For most of the genotypes, the SSU rRNA sequences obtained were identical to each other and to those deposited in the GenBank database; the exceptions were the single sequences for C. meleagridis, C. serpentis, and the vole genotype (W15), which had minor differences (2 to 3 nucleotides) compared with reference sequences. The C. bovis-like genotype sequence had five nucleotide differences compared with the C. bovis sequence from cattle (accession number AY120911), five or seven nucleotide differences compared with the C. bovis sequence from sheep (accession numbers EF362478 and DQ991389), and six nucleotide differences compared with the C. bovis sequence from a goat (accession number EF613338). The mouse genotype II-like Cryptosporidium sequence had seven nucleotide differences compared with the mouse genotype II sequence (accession number EF546483), all in the form of insertions and deletions. These sequences may represent new Cryptosporidium genotypes or subtypes.
Three types of intragenotypic sequences were identified in C. andersoni. Most of the C. andersoni sequences obtained (151/167) were identical to the type A sequence (accession number AF093296), which differed from the type B sequence (accession number AB362934) by having one T deletion (three Ts instead of four Ts) (32). This deletion was found in 14 PCR products. A third type of sequence, type C, of C. andersoni was found in PCR products from one sample, and compared with the type A sequence it had one A deletion right before the three-T region and one C-to-AT substitution shortly after this region. The 14 C. andersoni type B sequences were obtained from 10 water samples; 10 of the type B sequences were detected in samples that also produced type A sequences. Only two sequences each were obtained from two samples that had no type A sequence. Likewise, the two type C sequences were also found in a sample that produced one type A sequence.

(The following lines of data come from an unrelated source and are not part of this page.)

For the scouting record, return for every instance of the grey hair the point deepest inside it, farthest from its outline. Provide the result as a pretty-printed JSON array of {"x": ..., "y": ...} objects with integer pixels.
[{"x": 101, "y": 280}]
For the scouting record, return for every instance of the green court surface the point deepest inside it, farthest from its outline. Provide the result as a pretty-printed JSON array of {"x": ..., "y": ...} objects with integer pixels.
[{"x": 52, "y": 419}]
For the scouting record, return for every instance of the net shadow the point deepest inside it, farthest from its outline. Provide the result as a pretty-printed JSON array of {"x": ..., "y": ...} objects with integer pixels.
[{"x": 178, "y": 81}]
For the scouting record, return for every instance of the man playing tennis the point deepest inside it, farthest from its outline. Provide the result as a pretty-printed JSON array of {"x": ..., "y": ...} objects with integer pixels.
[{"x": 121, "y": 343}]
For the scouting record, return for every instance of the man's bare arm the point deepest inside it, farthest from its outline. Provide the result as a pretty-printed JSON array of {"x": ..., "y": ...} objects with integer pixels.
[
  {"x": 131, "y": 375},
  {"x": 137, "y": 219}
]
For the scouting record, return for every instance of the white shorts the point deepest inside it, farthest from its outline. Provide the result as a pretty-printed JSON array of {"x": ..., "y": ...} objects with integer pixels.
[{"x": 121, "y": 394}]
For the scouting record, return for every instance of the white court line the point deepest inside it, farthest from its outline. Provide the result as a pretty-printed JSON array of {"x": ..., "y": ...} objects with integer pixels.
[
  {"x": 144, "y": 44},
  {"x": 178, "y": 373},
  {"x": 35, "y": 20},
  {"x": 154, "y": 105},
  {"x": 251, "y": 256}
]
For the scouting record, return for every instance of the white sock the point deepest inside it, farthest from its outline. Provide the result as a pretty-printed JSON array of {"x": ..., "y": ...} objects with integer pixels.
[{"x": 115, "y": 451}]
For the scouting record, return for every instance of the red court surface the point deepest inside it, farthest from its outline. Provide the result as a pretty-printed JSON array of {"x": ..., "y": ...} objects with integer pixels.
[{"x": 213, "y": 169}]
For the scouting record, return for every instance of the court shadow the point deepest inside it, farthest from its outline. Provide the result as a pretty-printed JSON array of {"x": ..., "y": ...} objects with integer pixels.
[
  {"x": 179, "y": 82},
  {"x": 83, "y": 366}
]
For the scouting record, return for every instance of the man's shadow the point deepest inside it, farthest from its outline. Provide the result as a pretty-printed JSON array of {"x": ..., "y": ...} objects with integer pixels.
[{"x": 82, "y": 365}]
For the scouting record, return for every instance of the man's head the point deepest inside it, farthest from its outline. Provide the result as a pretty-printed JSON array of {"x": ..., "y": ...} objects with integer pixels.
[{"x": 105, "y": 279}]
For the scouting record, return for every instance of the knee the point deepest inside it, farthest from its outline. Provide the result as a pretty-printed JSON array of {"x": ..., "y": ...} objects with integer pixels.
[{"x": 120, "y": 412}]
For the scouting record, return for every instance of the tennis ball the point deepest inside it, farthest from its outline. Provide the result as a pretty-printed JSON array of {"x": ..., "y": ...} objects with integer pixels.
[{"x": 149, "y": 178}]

Intragenotypic sequence variations were also found in the muskrat and cervine genotypes. In the four muskrat genotype I sequences obtained, two sequences from two samples had one A-to-G nucleotide substitution and a four-T deletion (four Ts instead of eight Ts). Likewise, for the five cervine genotype sequences obtained from three samples, one had a TA deletion (one TA instead of two TAs) compared to the other four. The two types of cervine genotype sequences were found in one sample from the Great Seneca Creek; two PCR replicates produced the common sequence with two TAs, and one PCR replicate produced the sequence with one TA. These intragenotypic variations in C. andersoni, muskrat genotype I, and the cervine genotype likely represent sequence differences between different copies of the SSU rRNA gene.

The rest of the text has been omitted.